If you’re not getting automatic updates, then subtract 1 from your SaaS-o-meter. A true SaaS solution maintains a single shared instance of the application. When the vendor makes updates to the solution or adds new features, all of their customers automatically benefit from these updates. This single instance model allows solution providers to be more agile in their product development cycles — providing updates and new capabilities at a far more rapid pace than their SaaS(ish) counterparts. So, if you’re waiting around for six months for your personal instance of the SaaS application to be upgraded with the latest and greatest features, then you really aren’t using SaaS — you’re essentially using a managed hosting solution.
Test 3: Can I buy the solution online?
If you answered no to this question, then subtract… OK — I think you get the point. If you’re evaluating the solution and your evaluation period is about to expire and you want to buy it, the solution should let you put in a credit card and subscribe to the service. If you are forced to call a sales rep to make the purchase, it isn’t SaaS. You may prefer to talk to a sales rep and not put the purchase on you credit card, but I guarantee any vendor will let you do that. Of course you may not want to keep it on your credit card indefinitely, but having that as an option lets you get rolling with the service fast, while you work out the longer-term payment options.
Test 4: Is there a free tier of the service that is also delivered via SaaS?
These days, any true SaaS solution has a Freemium business model.

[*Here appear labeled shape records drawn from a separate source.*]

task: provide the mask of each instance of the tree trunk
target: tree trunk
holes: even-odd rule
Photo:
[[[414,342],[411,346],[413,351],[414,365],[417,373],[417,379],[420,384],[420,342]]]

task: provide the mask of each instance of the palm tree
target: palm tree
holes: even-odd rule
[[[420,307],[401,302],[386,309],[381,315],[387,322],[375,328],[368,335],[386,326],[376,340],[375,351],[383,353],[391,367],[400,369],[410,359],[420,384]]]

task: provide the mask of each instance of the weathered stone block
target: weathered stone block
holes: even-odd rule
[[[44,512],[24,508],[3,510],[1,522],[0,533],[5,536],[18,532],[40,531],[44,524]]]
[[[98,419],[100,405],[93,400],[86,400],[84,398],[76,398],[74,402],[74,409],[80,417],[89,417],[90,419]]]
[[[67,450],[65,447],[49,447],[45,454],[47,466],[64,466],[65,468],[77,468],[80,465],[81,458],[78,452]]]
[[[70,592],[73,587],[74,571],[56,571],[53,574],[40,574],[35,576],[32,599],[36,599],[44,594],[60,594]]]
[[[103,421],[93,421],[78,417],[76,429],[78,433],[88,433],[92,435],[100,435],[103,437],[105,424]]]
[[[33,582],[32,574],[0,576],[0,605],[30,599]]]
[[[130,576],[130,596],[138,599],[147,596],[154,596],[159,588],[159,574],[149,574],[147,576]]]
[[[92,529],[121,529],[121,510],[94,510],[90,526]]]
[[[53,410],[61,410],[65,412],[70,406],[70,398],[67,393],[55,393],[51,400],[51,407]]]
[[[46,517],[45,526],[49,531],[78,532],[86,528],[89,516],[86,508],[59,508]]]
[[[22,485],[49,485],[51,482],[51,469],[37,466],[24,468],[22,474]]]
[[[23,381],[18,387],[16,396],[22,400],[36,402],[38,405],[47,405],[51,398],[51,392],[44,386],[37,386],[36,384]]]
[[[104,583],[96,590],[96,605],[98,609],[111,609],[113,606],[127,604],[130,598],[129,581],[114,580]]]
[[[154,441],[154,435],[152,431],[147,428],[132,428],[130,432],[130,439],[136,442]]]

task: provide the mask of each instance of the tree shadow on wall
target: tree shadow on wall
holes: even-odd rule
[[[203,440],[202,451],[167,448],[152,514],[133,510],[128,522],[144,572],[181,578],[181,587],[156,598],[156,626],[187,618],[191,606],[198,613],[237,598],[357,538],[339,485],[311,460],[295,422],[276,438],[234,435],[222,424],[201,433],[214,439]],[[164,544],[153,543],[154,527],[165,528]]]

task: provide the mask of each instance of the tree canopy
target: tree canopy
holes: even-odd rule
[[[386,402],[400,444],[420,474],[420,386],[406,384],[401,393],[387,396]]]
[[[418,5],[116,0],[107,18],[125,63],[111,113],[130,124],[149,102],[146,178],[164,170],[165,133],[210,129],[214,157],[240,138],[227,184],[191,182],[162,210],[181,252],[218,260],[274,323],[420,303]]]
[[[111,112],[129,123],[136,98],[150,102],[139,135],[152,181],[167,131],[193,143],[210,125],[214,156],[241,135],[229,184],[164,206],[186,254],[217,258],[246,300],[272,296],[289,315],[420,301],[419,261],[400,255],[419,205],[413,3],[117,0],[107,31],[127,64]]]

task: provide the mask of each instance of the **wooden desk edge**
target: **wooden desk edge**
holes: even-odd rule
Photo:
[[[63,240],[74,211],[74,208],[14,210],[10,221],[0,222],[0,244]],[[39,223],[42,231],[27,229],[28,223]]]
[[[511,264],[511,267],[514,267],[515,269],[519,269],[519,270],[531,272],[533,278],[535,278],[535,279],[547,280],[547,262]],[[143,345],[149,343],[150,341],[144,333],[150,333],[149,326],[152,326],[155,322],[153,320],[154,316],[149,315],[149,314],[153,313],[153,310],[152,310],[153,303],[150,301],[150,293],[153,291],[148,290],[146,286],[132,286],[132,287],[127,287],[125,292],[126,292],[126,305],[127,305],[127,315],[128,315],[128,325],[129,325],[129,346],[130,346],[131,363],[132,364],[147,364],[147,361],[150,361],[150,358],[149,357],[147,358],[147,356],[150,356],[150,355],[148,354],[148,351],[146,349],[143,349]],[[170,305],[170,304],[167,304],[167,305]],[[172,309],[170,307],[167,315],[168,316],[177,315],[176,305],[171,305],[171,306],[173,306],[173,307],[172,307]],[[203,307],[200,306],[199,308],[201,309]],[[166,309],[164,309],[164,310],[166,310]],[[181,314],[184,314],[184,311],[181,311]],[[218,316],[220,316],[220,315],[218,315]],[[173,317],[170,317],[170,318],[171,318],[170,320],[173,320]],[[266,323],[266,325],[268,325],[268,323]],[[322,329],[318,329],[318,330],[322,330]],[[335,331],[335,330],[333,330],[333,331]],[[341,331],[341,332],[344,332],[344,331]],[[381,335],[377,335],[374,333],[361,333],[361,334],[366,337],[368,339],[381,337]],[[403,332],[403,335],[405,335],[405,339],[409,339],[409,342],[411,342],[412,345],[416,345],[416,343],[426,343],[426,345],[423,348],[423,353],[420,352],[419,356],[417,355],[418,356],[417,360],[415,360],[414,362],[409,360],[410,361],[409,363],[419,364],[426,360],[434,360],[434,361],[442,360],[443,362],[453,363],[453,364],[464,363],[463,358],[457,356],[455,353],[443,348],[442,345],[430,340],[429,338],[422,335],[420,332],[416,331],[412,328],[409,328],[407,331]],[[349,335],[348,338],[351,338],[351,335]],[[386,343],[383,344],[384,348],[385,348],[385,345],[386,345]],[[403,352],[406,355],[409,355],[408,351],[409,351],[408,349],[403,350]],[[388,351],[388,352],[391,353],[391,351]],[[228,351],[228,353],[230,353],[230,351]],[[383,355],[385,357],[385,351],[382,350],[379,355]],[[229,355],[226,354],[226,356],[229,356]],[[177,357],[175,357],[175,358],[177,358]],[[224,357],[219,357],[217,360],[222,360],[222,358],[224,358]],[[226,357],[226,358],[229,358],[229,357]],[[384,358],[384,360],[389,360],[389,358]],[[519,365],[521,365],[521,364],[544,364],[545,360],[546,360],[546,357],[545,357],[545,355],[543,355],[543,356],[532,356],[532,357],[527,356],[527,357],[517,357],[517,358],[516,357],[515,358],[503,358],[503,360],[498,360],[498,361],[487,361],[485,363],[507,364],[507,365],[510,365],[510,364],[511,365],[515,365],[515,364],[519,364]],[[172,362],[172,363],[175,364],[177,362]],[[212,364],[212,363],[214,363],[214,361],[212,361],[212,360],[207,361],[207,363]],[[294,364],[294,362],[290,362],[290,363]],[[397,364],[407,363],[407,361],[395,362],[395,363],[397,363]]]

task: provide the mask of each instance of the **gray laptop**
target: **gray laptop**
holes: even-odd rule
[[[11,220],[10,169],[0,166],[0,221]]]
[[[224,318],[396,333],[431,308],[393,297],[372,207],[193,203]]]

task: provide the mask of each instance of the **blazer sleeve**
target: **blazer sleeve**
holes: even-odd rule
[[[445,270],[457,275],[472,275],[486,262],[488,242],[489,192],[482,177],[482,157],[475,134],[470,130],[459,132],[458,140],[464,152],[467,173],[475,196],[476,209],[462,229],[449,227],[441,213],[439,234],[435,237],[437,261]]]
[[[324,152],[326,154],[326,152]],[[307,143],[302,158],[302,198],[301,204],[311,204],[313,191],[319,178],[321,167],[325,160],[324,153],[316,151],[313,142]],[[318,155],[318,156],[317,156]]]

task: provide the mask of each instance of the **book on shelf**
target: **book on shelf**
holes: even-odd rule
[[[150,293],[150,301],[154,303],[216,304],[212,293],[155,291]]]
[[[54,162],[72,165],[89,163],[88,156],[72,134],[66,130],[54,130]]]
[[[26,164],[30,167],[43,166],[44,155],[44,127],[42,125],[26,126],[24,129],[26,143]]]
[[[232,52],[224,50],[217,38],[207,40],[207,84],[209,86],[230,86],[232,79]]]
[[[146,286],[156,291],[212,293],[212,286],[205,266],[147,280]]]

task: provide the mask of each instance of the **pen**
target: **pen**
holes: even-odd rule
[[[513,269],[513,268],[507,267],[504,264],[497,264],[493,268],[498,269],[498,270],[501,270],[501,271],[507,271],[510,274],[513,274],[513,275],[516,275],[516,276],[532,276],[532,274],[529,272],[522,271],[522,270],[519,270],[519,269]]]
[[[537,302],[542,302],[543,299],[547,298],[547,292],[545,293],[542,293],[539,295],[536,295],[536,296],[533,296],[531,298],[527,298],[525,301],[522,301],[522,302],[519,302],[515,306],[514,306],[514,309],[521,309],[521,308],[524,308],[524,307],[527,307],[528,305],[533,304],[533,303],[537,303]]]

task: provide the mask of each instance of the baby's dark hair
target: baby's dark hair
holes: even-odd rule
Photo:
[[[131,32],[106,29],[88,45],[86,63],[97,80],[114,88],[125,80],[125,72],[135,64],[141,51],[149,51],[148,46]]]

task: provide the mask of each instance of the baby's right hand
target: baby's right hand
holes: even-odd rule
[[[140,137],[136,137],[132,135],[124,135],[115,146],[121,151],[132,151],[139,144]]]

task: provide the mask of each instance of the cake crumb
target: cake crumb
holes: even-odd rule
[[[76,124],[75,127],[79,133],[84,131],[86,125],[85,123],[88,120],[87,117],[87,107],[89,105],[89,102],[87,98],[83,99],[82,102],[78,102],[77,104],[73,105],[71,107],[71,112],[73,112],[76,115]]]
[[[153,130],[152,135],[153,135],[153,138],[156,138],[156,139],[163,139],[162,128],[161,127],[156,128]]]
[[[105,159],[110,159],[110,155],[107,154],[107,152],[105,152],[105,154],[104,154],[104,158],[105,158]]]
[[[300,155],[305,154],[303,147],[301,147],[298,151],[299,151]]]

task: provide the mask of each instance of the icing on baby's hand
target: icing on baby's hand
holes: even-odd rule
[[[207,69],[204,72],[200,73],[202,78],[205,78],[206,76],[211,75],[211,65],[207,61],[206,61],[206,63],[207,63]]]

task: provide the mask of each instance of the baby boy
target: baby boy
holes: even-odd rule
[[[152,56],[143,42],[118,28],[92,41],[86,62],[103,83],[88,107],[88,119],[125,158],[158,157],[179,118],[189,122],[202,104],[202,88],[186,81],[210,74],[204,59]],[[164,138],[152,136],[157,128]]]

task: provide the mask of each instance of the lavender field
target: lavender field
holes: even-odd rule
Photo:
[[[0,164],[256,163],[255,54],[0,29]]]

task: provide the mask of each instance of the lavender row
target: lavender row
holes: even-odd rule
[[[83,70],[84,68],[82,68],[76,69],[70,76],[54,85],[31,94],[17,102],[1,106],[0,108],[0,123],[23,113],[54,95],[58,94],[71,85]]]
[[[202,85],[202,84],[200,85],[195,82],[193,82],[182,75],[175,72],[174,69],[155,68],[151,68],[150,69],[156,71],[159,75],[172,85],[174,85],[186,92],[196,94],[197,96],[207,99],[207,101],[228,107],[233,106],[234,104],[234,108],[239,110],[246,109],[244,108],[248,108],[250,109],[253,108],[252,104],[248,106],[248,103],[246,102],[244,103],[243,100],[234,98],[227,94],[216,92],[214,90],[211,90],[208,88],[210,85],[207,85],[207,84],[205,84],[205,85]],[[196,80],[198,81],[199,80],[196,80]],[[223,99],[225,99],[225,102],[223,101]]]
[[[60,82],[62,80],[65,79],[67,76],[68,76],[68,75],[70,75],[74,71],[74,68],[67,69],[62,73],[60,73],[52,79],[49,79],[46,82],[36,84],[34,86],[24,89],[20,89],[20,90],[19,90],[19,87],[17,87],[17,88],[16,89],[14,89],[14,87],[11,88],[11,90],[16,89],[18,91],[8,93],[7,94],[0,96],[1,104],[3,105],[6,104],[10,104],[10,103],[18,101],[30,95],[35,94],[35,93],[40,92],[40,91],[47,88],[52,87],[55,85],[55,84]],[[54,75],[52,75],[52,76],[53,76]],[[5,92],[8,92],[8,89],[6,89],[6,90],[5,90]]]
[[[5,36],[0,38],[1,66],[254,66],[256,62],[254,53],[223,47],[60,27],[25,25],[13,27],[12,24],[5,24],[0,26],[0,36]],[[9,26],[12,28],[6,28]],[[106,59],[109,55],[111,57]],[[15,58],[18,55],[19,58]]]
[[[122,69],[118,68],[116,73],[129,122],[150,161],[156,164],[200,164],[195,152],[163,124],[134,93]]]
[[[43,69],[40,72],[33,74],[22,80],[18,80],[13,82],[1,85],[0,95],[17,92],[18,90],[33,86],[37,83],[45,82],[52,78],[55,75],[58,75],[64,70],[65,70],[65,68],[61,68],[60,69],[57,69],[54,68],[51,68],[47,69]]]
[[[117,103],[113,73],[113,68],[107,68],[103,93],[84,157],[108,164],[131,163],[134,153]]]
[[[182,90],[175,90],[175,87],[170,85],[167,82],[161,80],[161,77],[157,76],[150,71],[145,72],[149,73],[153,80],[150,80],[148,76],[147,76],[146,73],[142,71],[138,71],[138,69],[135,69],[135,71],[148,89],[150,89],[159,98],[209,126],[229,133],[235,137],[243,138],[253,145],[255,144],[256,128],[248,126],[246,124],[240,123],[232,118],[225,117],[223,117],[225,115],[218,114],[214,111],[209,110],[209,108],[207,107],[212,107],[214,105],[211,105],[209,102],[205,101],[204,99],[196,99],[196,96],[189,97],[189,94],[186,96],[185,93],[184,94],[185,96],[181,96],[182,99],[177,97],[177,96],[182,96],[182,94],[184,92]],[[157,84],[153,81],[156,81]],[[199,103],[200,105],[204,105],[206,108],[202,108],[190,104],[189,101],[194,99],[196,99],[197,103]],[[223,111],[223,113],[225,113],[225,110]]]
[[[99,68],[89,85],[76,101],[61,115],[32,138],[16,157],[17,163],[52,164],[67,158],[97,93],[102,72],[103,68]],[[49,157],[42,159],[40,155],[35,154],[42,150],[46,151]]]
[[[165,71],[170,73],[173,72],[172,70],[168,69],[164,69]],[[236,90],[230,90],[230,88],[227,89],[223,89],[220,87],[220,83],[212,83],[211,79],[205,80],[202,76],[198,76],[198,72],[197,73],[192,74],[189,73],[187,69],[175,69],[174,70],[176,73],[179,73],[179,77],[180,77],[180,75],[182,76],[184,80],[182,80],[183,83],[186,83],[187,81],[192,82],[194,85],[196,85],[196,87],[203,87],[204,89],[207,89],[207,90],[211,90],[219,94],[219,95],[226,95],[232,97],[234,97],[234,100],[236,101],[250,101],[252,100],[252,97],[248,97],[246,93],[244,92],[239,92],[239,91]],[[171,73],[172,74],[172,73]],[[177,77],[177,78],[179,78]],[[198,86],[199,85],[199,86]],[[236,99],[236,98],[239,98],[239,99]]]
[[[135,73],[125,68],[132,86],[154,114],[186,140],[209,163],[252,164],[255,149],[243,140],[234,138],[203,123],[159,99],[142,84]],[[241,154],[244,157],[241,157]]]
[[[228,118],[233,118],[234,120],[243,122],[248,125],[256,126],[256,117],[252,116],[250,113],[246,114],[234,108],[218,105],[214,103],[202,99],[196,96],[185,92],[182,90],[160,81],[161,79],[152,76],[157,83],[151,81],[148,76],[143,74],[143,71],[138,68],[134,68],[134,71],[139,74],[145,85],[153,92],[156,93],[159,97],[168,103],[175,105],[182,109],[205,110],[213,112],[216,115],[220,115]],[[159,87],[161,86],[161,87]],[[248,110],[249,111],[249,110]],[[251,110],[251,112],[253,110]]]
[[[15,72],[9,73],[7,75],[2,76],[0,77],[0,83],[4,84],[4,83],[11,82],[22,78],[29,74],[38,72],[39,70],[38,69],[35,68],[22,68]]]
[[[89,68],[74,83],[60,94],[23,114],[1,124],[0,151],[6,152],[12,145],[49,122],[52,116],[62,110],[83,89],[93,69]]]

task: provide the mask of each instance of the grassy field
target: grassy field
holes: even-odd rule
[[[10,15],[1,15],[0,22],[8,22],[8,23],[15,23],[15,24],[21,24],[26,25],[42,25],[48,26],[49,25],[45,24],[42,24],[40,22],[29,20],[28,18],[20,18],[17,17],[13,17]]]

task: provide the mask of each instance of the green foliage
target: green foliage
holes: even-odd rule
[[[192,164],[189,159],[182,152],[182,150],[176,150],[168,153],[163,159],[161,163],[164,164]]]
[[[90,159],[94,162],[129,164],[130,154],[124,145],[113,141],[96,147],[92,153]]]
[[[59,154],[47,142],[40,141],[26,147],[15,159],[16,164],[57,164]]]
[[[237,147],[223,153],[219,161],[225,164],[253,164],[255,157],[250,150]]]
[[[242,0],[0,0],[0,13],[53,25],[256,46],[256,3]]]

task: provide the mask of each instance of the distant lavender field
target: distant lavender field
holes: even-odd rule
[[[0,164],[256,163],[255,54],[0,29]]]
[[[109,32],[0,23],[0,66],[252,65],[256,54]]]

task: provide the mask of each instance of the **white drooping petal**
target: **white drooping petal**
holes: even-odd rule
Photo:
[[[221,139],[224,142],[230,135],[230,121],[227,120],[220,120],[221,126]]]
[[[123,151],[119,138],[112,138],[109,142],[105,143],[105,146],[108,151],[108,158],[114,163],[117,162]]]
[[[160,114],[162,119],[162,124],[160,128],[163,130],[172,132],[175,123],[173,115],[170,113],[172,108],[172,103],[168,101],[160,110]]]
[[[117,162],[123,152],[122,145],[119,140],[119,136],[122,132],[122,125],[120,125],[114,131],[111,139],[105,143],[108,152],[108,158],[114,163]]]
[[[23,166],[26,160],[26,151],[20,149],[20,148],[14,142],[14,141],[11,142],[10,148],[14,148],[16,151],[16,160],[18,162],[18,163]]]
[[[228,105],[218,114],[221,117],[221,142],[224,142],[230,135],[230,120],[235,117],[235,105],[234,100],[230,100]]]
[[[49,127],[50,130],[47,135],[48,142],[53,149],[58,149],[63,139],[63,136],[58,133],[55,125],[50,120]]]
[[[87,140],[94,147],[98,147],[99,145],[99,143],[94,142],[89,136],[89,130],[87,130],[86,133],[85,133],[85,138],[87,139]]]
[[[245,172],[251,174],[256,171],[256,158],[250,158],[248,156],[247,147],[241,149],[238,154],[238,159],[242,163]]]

In short, you should be able to use a limited version of the product (yes, it’s limited because it’s free) forever on the same SaaS infrastructure as paying customers use. Why is this important? Well, someday you may want to upgrade from the free version to a paid version. And having your data live on through this transition is going to be critical. You don’t want to be saying, “I’ve used your free service for a year. Now I’m ready to pay for your premium services and you’re telling me I have to start over. My historical data is gone!”
Test 5: Can you scale your use of the solution automatically?
This one is a little tricky because lots of vendors will say their solution allows this and it’s kind of hard to test until you actually need to do it. One way to gauge this is to use the initial setup / installation process as a proxy for how the scaling will go. But there are really two aspects to this test that you should consider before buying. First, does your vendor actually provide a flexible or streamlined sales process for scaling your usage beyond your current plan? If it takes weeks or months to add more users or another widget — well that’s just not SaaS. The other aspect is how easily the actual technology scales, which may not apply for all SaaS solutions (e.g. Salesforce.com). If there is a software component that needs to be installed (say an application monitoring agent), then verify that the installation process can be easily automated. You don’t want to find yourself manually installing software on 1,000 servers one at a time.
Test 6: Is the entire solution delivered via SaaS?
Some vendors are in a rush to have a SaaS offering and as it turns out building a real SaaS solution isn’t all that easy. To get their SaaS checkmark, many vendors put one or two features into a SaaS offering and leave the bulk of the functionality in their on-premise solution. You’ll either end up with some hybrid SaaS / on-premise solution to get the full feature set or end up with a SaaS solution that has a small subset of the features you actually want.
So, there you have it — six key tests you can use to determine if a solution is SaaS or SaaS(ish). Certainly, one of the benefits of SaaS is having the software and supporting infrastructure hosted and managed by a third party. But that’s just the basics. You’ll want more out of your SaaS solution and I think these six tests will help you make the right decision.